So long as humans are the content creators however, I think it’s better to credit the people involved — up until artificial intelligence starts writing pieces.
Vikram, thank you for raising a very vital issue here. I was reading the fine print of Medium and there too, it is quite obvious that the ownership of the “idea” should remain with the producer or creator of the idea, not with Medium. Therefore, citing Medium as the source is clearly mis-attribution.

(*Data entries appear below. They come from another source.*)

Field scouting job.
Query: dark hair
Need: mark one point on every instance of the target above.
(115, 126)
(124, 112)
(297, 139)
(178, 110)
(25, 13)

This then brings up another point. Medium being a platform within a publishing framework of the web, if you will is like a recursive publishing platform. First, you have the web. Then, nested within web, we have a publishing platform where we are producing our work. Here too, are layers. The first, on the surface is the layer of individual creator who writes, shoots photos and videos, writes codes and shares the work or output in his or her own page. Then on the top of this is another layer. This layer is with the publication where the piece appears. Then, Medium as the container provides a holding place, and renders it visible. Medium’s contribution becomes important when Medium plays a role in increasing the visibility of the creative piece as they pay some creators to produce the contents which are preferably voted up to appear into the reading streams of all subscribers of Medium (staff picks publication by default). Where that does not happen, there is no real reason to attribute Medium for this credit any more than thanking the Web, the super container for that matter.
This issue will be increasingly important as we continue to experiment with Medium and learn to use Medium for different outputs such as scholarly publishing. Here, attribution is a major issue; this clarification of the granularity of publishing is very important.